By Resolve Editor Kate Tilley


The High Court has rejected an appeal by utility Western Power on its liability for a January 2014 Western Australian bushfire that burnt 392ha and destroyed 57 homes.

In a 2019 trial, WA Supreme Court Justice Rene Le Miere awarded test case plaintiffs Gary and Sandra Elwood $774,733 for the loss of their home and outbuildings, loss of income, and other costs arising from what’s known as the Parkerville fire.

Four separate class actions had been filed after the blaze, which started on 12 January 2014 when a jarrah power pole on Noreen Merle Campbell’s property collapsed into dry bush.

The fire burnt uncontrollably through Parkerville and other regions.

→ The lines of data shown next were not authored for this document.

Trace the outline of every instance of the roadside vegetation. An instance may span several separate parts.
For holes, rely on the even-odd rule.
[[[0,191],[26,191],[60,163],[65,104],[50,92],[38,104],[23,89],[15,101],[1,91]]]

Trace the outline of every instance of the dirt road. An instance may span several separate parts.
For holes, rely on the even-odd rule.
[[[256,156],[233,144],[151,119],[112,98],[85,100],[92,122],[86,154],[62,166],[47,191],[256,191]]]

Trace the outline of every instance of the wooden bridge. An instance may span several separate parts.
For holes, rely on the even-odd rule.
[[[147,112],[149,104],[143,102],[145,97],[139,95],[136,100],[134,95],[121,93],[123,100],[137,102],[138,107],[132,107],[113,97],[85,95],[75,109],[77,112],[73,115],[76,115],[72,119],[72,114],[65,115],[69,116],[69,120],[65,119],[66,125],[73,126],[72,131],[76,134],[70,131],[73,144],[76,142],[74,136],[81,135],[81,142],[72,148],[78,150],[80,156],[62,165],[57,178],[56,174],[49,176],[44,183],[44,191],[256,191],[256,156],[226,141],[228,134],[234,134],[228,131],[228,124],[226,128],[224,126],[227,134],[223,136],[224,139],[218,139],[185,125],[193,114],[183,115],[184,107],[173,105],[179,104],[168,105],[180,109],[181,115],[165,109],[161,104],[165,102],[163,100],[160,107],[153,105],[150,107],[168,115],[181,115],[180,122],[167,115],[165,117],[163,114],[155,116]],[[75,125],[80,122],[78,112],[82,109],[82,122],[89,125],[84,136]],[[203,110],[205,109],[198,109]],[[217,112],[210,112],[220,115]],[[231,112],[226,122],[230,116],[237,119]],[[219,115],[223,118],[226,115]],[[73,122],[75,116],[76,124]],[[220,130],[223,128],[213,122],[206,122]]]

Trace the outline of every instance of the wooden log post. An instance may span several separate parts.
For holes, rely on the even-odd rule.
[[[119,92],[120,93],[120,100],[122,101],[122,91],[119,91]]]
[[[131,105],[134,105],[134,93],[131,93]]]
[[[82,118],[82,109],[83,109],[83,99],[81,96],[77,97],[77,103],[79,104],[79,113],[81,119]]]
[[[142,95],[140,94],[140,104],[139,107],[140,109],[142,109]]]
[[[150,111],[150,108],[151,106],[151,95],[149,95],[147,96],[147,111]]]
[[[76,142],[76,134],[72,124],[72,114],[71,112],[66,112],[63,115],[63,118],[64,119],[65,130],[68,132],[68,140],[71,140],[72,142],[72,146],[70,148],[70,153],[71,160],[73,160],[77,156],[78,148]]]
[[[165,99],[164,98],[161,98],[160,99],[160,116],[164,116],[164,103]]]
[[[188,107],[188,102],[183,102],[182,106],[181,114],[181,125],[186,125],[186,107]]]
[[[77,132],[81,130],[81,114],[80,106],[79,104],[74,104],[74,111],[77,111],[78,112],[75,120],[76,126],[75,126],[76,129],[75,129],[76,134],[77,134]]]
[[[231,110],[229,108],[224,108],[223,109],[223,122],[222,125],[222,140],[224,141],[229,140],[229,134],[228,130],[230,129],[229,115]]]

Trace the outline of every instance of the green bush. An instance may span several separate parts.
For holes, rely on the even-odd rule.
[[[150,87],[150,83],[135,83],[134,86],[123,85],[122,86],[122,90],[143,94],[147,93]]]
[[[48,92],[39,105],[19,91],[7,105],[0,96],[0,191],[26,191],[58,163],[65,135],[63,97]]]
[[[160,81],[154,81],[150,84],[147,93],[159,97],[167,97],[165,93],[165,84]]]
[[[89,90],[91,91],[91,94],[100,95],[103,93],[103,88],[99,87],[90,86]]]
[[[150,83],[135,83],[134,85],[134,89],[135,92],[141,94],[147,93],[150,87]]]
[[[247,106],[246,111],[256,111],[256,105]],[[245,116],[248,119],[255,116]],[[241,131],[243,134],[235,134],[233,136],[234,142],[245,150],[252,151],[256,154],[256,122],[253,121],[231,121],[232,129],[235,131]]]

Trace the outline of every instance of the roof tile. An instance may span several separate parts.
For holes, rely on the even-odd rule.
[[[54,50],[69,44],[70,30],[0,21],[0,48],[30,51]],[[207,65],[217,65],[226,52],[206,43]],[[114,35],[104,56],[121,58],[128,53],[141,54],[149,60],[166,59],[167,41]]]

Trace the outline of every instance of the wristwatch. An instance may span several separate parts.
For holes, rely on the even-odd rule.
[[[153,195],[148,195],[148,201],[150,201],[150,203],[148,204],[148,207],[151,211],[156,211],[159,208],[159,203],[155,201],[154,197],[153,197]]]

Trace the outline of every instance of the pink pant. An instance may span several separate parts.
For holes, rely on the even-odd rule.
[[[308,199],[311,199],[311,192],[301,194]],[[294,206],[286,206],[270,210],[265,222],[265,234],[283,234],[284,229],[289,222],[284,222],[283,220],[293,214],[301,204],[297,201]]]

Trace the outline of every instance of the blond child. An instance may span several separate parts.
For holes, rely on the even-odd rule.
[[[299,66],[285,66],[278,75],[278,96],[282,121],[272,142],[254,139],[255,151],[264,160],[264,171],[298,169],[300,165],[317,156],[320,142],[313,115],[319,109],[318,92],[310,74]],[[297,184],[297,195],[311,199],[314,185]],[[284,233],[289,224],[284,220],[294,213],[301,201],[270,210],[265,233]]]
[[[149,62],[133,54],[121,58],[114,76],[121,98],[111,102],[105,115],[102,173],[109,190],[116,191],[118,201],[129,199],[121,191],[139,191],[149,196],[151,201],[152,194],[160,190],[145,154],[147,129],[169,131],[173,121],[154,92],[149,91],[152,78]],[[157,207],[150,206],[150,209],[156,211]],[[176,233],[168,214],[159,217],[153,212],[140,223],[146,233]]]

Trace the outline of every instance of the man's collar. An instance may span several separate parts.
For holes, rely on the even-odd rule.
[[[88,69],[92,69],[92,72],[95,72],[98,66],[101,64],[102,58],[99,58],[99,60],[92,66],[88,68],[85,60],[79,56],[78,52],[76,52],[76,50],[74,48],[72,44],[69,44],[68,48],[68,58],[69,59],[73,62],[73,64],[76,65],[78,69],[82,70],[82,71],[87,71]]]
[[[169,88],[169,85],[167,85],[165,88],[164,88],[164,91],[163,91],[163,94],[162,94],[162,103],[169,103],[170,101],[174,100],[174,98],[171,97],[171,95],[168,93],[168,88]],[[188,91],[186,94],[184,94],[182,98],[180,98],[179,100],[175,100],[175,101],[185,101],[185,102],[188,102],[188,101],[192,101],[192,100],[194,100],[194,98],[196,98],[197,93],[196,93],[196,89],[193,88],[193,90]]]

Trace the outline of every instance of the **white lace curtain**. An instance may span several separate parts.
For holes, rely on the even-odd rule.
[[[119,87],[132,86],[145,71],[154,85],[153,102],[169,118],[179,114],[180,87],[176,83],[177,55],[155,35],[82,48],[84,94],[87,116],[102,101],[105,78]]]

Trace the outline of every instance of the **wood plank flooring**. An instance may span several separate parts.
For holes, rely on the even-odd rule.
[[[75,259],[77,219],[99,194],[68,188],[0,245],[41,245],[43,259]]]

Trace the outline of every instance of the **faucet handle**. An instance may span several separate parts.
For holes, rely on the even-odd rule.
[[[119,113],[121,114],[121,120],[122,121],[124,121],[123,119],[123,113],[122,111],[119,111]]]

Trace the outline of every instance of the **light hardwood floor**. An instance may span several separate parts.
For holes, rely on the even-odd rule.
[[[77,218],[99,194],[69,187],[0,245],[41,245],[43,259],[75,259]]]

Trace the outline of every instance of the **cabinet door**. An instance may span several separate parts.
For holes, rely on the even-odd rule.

Ms Campbell owned the pole; Western Power (WP) owned the lines and the equipment it carried; and inspections and maintenance on the grid were conducted by Ventia Utility Services Pty Ltd (previously Thiess Services Ltd).

A post-fire inspection found the pole was affected by termites and rot and had not been properly maintained since it was erected in 1989. Thiess had worked on the pole in July 2013 but had not reported any safety issues.


WP initially cleared

Property owners sued WP, Thiess and Ms Campbell for damages, breach of duty of care, and causing the fire. All three denied liability.

On 27 March 2019, Justice Le Miere cleared WP of liability but said Thiess and Ms Campbell shared responsibility for the fire and its damage. He found Thiess did not implement compliant systems for training line crews.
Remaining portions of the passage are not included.